172There is also no apparent exceptional case in which renewed information gathering is necessary to ensure that the personal data is fully understandable and to check the legality of the data processing as a whole. There is no reasonable interest in providing such (renewed) information. The plaintiff, who has not been able to plausibly explain her alleged ignorance of the information asserted in the action, is left with the only identifiable reason for asserting the claims for information in the chosen form in order to relieve herself of any effort to provide, organize and examine the documents and thus to rid herself of her obligation to provide them out of convenience and to circumvent procedural principles, as the examples mentioned above demonstrate.
173(2) The request for information is also an abuse of law because the plaintiff's declared aim is to use the requested information to prepare claims for payments (only) for the year 2018. However, such claims are - as the defendant rightly stated in the first instance - in any case time-barred and therefore no longer enforceable, on which the plaintiff (also) made no further statements during the discussion held on October 24, 2024.
174Since the staged action brought by the plaintiff is inadmissible for the reasons set out under point 1, it could not suspend the limitation period with regard to the claims for performance because there was no specific application within the meaning of Section 253 Paragraph 2 No. 2 of the Code of Civil Procedure, and the subject matter of the dispute was therefore not sufficiently individualised (cf. BGH, judgment of 27 September 2023 - IV ZR 177/22, juris marginal no. 34 with further references; judgment of 21 February 2013 - IX ZR 92/12, juris marginal no. 30; OLG Cologne, judgment of 17 January 2023 - I-9 U 115/22, juris marginal no. 12). Since the plaintiff has not yet submitted any quantified benefit claims and no other grounds for suspension are apparent, any unjust enrichment claims for reimbursement of premium payments that were made in 2018 as a result of (allegedly) ineffective premium increases are at least time-barred at the end of 2021 (§§ 195, 199 para. 1 BGB). The same would now even apply to any claims relating to payments for the years 2019 (limitation period begins at the end of 2022) and 2020 (limitation period begins at the end of 2023). The defendant has already raised the limitation objection in the first instance; moreover, the Senate is aware from a large number of parallel proceedings that the defendant always raises the limitation objection.
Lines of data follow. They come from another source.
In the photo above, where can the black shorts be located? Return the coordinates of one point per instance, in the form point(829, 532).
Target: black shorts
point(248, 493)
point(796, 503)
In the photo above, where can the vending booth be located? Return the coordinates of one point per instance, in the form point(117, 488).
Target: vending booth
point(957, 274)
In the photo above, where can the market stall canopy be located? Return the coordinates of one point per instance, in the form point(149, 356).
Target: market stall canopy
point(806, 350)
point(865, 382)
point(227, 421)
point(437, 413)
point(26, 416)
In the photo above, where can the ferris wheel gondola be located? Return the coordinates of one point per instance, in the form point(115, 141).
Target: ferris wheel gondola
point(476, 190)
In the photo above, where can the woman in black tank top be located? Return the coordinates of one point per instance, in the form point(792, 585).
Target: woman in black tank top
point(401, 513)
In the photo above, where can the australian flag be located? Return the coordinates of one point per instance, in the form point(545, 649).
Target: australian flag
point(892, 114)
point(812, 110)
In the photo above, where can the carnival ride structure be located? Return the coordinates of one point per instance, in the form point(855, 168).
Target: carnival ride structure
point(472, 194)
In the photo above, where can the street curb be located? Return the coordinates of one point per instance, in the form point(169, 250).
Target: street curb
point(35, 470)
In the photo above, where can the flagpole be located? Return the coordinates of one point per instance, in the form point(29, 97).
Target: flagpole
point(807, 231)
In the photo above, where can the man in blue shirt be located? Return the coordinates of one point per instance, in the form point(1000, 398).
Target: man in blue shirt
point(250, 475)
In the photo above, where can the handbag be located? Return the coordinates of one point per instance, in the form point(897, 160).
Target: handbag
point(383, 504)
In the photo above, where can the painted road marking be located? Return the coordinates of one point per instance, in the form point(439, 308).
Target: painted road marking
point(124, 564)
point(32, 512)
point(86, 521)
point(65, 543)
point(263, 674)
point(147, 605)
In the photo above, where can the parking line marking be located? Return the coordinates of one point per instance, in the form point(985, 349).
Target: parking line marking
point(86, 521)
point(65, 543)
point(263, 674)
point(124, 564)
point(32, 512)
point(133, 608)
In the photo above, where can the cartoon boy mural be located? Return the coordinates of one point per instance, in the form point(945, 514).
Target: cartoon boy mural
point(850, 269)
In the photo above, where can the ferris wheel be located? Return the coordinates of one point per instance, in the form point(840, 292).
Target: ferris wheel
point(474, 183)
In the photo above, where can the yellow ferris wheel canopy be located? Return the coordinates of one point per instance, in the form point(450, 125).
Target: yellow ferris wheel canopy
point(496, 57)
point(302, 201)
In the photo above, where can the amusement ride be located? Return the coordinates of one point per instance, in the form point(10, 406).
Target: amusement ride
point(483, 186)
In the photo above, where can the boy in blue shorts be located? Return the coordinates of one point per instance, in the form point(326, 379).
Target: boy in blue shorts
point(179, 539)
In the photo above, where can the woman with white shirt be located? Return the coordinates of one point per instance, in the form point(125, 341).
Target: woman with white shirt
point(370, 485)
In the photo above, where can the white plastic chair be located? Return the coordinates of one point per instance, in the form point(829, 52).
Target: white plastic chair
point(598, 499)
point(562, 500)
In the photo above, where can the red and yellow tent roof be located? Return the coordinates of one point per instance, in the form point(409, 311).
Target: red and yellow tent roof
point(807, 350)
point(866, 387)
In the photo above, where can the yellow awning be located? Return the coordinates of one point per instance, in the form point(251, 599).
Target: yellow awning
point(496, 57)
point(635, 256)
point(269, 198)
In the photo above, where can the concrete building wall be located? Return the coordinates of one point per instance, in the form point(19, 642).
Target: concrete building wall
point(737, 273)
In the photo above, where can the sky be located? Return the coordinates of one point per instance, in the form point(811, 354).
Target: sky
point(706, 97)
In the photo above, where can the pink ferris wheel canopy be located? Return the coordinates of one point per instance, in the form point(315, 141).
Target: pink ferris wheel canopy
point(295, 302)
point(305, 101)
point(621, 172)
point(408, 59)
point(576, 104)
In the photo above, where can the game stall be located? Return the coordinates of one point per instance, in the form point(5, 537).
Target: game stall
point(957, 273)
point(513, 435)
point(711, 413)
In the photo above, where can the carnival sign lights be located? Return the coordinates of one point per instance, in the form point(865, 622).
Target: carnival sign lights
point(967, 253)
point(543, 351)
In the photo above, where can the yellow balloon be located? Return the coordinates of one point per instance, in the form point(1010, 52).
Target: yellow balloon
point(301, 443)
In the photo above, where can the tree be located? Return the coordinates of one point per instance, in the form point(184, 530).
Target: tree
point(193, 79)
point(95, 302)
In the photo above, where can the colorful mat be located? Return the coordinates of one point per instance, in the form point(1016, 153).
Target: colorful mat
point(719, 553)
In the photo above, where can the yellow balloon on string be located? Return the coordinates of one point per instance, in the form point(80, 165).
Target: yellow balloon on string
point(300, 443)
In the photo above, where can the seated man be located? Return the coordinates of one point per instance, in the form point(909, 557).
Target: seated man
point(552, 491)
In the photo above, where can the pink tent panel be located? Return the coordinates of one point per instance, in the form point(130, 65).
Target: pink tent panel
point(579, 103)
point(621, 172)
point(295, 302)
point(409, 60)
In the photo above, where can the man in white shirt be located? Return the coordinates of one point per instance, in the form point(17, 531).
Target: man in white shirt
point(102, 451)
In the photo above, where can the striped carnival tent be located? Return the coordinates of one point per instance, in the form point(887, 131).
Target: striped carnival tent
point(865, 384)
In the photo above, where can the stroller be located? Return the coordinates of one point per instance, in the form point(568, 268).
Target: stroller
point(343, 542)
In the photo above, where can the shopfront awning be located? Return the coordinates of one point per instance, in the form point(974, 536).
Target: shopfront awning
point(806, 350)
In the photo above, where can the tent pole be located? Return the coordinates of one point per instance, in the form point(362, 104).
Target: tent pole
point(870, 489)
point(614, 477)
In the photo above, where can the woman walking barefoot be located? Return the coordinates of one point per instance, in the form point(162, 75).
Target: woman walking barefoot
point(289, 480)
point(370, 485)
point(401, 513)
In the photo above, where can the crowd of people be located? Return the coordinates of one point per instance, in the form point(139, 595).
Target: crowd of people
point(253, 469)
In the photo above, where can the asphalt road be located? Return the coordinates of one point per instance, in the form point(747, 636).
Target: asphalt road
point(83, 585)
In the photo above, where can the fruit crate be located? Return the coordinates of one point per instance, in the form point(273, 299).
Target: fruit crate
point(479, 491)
However, if the aim pursued with the request for information can no longer be achieved - as is the case here - the request for information constitutes an abuse of law.
1753.
176The decision on costs follows from Section 97 Paragraph 1 of the Code of Civil Procedure, the decisions on provisional enforceability from Sections 708 No. 10 and 711 of the Code of Civil Procedure.
177There is no justified reason to allow the appeal (Section 543 of the Code of Civil Procedure). The fact that the Higher Regional Court of Hamm allowed the appeal in the legal dispute I-20 U 337/22 because the highest court had not yet decided whether a commercial debt buyer could assert the claim under Art. 15 of the GDPR does not change this. Because this legal question can ultimately be left aside here - as explained - because the claim is also not valid due to an abuse of law. The application for suspension was therefore rejected.
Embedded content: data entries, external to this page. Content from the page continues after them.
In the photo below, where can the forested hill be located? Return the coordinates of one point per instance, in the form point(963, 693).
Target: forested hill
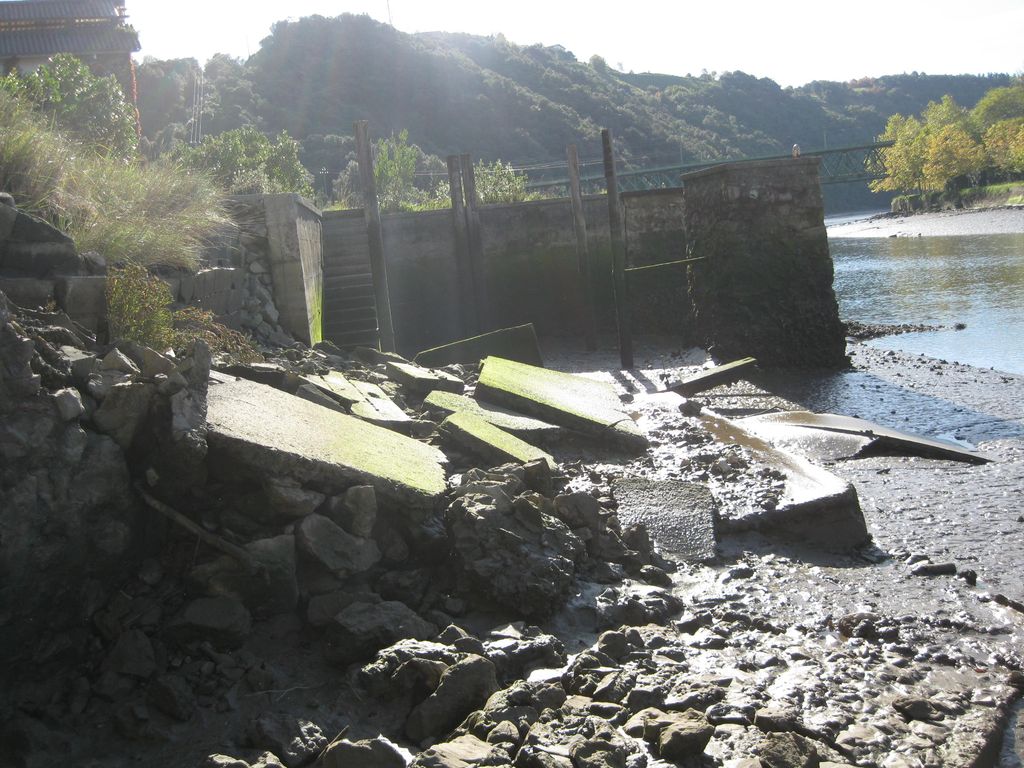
point(495, 98)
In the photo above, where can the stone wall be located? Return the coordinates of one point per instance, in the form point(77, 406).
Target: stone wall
point(765, 285)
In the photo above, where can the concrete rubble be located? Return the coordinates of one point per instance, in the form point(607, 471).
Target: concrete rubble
point(320, 560)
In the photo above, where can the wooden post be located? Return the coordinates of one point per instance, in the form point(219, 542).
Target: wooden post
point(583, 252)
point(371, 209)
point(475, 242)
point(467, 291)
point(617, 256)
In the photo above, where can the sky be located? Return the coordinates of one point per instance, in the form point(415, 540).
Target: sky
point(791, 41)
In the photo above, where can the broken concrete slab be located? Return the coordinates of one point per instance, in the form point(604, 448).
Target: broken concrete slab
point(475, 435)
point(376, 407)
point(255, 429)
point(714, 377)
point(519, 425)
point(816, 507)
point(682, 517)
point(591, 408)
point(422, 381)
point(518, 343)
point(835, 434)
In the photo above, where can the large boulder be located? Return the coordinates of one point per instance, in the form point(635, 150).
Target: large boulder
point(516, 554)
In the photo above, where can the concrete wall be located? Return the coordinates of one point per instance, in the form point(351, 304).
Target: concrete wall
point(765, 285)
point(296, 264)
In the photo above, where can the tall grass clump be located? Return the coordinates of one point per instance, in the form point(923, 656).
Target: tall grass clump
point(126, 210)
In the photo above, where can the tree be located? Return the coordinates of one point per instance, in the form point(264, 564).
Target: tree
point(998, 104)
point(91, 109)
point(951, 153)
point(499, 182)
point(1005, 144)
point(245, 161)
point(905, 160)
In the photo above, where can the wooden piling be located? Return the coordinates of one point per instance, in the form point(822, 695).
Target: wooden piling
point(475, 242)
point(467, 291)
point(378, 264)
point(617, 255)
point(583, 251)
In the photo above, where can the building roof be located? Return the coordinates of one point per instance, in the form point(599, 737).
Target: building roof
point(16, 13)
point(78, 40)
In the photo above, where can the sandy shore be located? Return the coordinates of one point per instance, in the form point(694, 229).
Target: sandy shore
point(982, 221)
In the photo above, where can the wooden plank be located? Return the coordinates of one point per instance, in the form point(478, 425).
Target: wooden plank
point(372, 213)
point(617, 255)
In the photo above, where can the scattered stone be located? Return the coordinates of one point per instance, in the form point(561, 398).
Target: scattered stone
point(463, 687)
point(335, 549)
point(297, 741)
point(222, 621)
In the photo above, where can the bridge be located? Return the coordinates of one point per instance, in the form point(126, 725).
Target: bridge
point(841, 165)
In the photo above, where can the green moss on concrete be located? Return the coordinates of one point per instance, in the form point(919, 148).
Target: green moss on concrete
point(583, 404)
point(475, 435)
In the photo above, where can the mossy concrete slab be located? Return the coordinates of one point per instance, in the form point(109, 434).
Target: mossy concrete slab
point(422, 381)
point(376, 407)
point(258, 431)
point(519, 425)
point(591, 408)
point(518, 343)
point(337, 386)
point(681, 516)
point(473, 434)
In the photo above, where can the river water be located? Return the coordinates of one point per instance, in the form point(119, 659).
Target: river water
point(939, 269)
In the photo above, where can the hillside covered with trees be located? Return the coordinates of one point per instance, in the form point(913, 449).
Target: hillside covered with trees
point(498, 99)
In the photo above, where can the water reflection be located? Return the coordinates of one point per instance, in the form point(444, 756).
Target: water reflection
point(976, 280)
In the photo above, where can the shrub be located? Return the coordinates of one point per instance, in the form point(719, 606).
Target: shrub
point(125, 210)
point(138, 307)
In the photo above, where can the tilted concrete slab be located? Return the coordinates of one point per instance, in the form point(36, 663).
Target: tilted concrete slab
point(258, 430)
point(816, 507)
point(713, 377)
point(591, 408)
point(682, 517)
point(474, 435)
point(422, 381)
point(832, 434)
point(376, 407)
point(518, 343)
point(519, 425)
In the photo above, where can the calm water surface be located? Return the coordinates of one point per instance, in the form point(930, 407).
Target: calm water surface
point(977, 280)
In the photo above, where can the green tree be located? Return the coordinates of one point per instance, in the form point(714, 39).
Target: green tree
point(951, 153)
point(1005, 144)
point(998, 104)
point(394, 171)
point(245, 161)
point(91, 109)
point(905, 160)
point(499, 182)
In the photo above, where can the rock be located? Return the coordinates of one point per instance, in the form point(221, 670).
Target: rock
point(297, 741)
point(517, 554)
point(371, 753)
point(685, 737)
point(335, 549)
point(363, 628)
point(173, 696)
point(132, 655)
point(123, 412)
point(787, 751)
point(465, 752)
point(273, 591)
point(222, 621)
point(288, 499)
point(464, 687)
point(69, 402)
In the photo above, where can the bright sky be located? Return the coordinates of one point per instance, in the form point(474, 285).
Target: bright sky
point(790, 41)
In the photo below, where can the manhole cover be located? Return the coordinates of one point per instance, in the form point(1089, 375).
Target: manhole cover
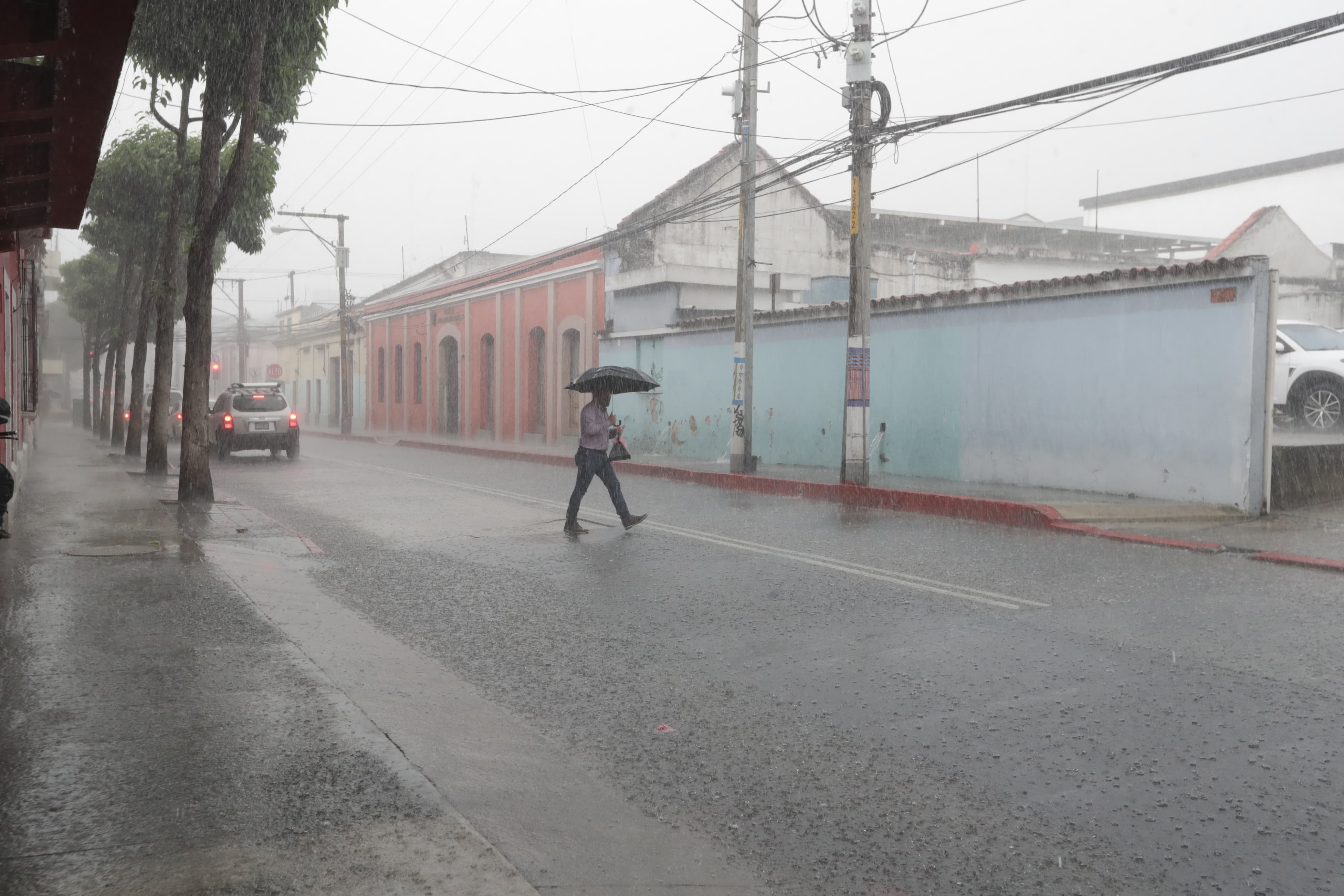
point(111, 550)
178Contrary to the plaintiff's opinion, a suspension of the proceedings in accordance with Section 148 of the Code of Civil Procedure combined with a referral to the Court of Justice of the European Union is also not necessary, since the Court - as also stated - has already ruled several times that the prohibition of abuse of rights must also be observed in Union law.
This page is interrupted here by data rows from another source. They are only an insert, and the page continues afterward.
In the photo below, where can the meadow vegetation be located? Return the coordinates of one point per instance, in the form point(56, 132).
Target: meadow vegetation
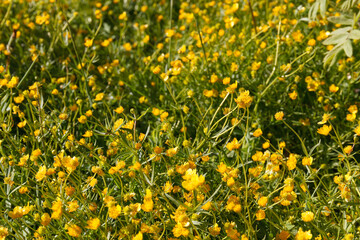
point(162, 119)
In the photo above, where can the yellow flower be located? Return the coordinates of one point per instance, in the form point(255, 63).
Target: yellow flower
point(88, 42)
point(88, 134)
point(279, 116)
point(74, 230)
point(284, 235)
point(260, 215)
point(234, 144)
point(138, 236)
point(262, 201)
point(114, 211)
point(255, 66)
point(233, 204)
point(215, 230)
point(207, 206)
point(99, 96)
point(244, 100)
point(93, 223)
point(333, 88)
point(348, 149)
point(148, 204)
point(291, 162)
point(324, 130)
point(293, 95)
point(57, 209)
point(179, 230)
point(45, 219)
point(192, 180)
point(357, 130)
point(40, 175)
point(82, 119)
point(119, 110)
point(307, 216)
point(3, 232)
point(257, 133)
point(73, 206)
point(13, 82)
point(22, 124)
point(63, 116)
point(127, 47)
point(307, 161)
point(301, 235)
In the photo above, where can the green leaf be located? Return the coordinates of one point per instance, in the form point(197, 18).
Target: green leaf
point(342, 19)
point(330, 57)
point(354, 34)
point(336, 39)
point(348, 48)
point(323, 4)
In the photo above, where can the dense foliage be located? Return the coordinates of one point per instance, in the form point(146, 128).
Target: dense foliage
point(230, 119)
179Amount in dispute for the appeal proceedings: up to €125,000.00.
180In the case of a staged action, the value in dispute is determined by the claim that has the highest value. The Senate generally sets a value in dispute of €500.00 per plaintiff and asserted year for the right to information, which leads to the value mentioned above. Since it is not apparent that the (inadmissible) declaratory and performance claims (for the year 2018) that are still asserted exceed the stated value in dispute, the stated value in dispute remains.